MATA INDONESIA, TOKYO – Kementerian Pendidikan Jepang melaporkan bahwa kasus bunuh diri anak di Negeri Sakura mencapai rekor tertinggi dalam lebih dari empat dekade terakhir terjadi saat pandemi virus corona.
Pemerintah Jepang yang memutuskan untuk menutup sekolah di seluruh penjuru negeri demi menekan laju penyebaran virus corona ternyata menimbulkan dampak serius bagi psikologis anak-anak di negara itu.
Setidaknya sebanyak 415 anak dari usia Sekolah Dasar (SD) hingga Sekolah Menengah Atas (SMA) memutuskan untuk mengakhiri hidup mereka. Angka ini berdasarkan hasil survei Kementerian Pendidikan Jepang.
Melansir Reuters, Kamis, 14 Oktober 2021, jumlah tersebut naik hampir 100 persen dari tahun lalu dan menjadi yang tertinggi sejak pencatatan dimulai pada 1974, surat kabar Asahi melaporkan.
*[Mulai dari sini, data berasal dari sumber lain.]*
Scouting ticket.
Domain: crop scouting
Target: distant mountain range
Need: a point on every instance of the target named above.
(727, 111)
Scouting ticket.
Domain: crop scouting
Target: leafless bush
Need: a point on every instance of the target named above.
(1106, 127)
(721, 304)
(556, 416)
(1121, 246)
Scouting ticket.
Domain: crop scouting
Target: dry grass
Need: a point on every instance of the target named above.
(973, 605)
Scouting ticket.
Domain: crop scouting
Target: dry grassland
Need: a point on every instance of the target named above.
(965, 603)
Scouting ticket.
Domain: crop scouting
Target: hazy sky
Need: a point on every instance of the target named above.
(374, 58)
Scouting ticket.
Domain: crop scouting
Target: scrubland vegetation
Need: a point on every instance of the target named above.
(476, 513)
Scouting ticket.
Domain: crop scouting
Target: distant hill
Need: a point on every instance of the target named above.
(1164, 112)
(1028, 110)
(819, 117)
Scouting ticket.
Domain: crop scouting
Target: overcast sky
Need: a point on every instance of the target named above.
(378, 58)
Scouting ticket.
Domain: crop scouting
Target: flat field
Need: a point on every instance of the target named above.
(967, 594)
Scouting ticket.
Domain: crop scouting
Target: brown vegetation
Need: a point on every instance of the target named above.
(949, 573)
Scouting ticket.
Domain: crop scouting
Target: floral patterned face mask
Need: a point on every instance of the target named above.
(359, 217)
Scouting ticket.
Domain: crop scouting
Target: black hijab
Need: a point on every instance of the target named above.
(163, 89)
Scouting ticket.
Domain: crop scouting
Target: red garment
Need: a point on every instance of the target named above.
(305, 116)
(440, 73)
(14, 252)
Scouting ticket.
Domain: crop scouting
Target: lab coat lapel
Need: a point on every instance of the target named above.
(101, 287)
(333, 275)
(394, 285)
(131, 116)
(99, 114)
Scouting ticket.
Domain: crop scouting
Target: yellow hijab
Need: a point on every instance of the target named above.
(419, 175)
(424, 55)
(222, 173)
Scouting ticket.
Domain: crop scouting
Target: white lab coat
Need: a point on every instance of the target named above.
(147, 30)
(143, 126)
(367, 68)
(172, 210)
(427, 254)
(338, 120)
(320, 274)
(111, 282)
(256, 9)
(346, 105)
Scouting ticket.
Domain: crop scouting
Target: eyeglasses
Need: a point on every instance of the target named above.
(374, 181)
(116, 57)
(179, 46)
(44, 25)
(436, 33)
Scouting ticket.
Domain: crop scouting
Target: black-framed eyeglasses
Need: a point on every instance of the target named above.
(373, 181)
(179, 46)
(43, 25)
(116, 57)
Bunuh diri memiliki sejarah yang panjang di Jepang. Bunuh diri diyakini sebagai cara untuk menghindari rasa malu atau aib, dan tingkat bunuh diri telah lama memuncaki negara-negara Kelompok Tujuh (G7).
Pemerintah sejatinya mampu menurunkan angka bunuh diri, yakni sekitar 40 persen selama 15 tahun, termasuk 10 tahun berturut-turut dari tahun 2009. Akan tetapi, pandemi virus corona kembali melambungkan angka kematian akibat bunuh diri.
Pada 2020 atau setelah satu dekade berlalu, kasus bunuh diri kembali meningkat. Jumlah kaum perempuan yang melakukan bunuh diri melonjak di tengah tekanan emosional dan finansial yang disebabkan oleh pandemi virus corona, sementara pria jumlahnya lebih sedikit.
Hasil survey juga menunjukkan bahwa perubahan di lingkungan sekolah dan rumah tangga akibat pandemi virus corona berdampak besar pada perilaku anak-anak, NHK mengutip seorang pejabat Kementerian Pendidikan Jepang.